J'ai été très intrigué par la lecture de cet article. Je me suis laissé tenter et grand bien m'en a pris. Merci pour l'article.

Maitresinh 02/01/2015 14:24

Tiens, on parle de moi la ;)

Article intéressant. J'en rajoute une couche

- C'est pour cela que, dans l'édition française, il y a un petit insert sur les précautions d'usage, réalisé par une ami psychologue.
- Plus fondamentalement: il existe un moyen de relativiser cet aspect, tout simplement en créant des univers plus éloignés de nous, se coulant plus facilement dans des clichés littéraires ou fictionnels. Par exemple, une version Lovecraftienne. Justement, pour les souscripteurs, il existait un recueil d'univers (le jeu n'étant pas construit autour d'un univers mais d'un systeme/problematique, il est facilement skinnable).

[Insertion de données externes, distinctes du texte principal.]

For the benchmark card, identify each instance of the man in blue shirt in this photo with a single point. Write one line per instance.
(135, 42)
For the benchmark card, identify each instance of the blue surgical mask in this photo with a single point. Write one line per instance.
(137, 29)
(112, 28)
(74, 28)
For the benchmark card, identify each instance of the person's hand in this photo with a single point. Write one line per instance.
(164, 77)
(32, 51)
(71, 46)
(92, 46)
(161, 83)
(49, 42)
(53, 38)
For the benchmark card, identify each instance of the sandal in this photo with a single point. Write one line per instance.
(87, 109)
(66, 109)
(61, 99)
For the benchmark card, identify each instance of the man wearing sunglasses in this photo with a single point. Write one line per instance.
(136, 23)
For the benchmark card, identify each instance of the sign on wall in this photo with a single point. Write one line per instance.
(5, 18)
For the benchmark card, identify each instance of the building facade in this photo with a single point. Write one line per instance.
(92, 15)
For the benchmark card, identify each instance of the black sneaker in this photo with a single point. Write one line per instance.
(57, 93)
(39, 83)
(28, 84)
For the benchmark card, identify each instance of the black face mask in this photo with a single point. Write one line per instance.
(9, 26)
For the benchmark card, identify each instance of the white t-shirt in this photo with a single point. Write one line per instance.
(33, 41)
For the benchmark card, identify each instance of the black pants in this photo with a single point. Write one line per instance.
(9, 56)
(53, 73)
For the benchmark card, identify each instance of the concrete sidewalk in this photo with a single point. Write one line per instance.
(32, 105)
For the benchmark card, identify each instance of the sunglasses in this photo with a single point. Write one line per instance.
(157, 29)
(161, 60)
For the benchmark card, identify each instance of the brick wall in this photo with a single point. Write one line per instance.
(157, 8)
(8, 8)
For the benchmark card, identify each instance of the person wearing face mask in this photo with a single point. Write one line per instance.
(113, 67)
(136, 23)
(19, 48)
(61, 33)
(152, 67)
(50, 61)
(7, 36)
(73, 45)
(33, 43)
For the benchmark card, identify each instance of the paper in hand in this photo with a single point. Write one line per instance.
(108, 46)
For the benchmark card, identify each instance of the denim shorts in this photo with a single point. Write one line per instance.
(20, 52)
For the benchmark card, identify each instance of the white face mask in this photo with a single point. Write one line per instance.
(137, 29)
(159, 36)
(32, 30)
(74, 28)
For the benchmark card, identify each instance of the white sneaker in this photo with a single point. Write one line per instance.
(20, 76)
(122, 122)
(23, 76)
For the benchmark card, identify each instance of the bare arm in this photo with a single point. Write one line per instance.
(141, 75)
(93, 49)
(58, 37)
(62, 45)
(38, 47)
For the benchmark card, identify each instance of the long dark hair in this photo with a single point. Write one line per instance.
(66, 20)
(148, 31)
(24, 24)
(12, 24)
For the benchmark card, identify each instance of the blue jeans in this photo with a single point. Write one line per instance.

Ca tombe bien, puisque je viens de liberer des jeux, je rajoute cette extension sur la page de Mnémosyne.

Enfin, un peu dans le meme genre par plusieurs cotés, je me permets de mentionner Un train d'enfer....

Escrocgriffe 15/02/2014 10:58

Je comprends tes réserves, je pense que c’est un jeu qui demande une certaine maturité.

Albumine Tagada 10/02/2014 10:30

Les jeux dits narrativistes m'intriguent beaucoup, n'ayant plus le temps (ni vraiment de joueurs) pour du bon vieux JdR des familles. Outre l'aspect dérangeant de Mnémosyne, tu conseillerais ces
jeux à des néophytes complets du jeu de rôle ?

Nébal 10/02/2014 11:08



Hou-là ! Je découvre moi-même ce champ du jeu de rôle en ce moment, je ne me sens donc pas vraiment de donner des conseils...


 


Mais à vue de nez, en ce qui concerne en tout cas Fiasco et Mnémosyne, j'ai l'impression que ça devrait passer, oui ; les mécanismes sont très différents, et le principe
collaboratif comme l'absence de jets de dés, de fiches de perso chiffrées, etc., pourraient à la limite moins décontenancer un néophyte complet qu'un vieux routier du jeu de rôle.


 


Mais je préfèrerais laisser la parole sur ce point à quelqu'un qui s'y connait plus que moi et a pratiqué la chose.



Laurent Kloetzer 10/02/2014 09:52

Où est-ce que tu te l'es procuré ? On peut l'acheter en boutique ?

Nébal 10/02/2014 11:04



Je l'ai commandé sur LudikBazar, mais j'imagine que ça doit se trouver en boutique, oui. Je crois qu'il y a aussi une version numérique.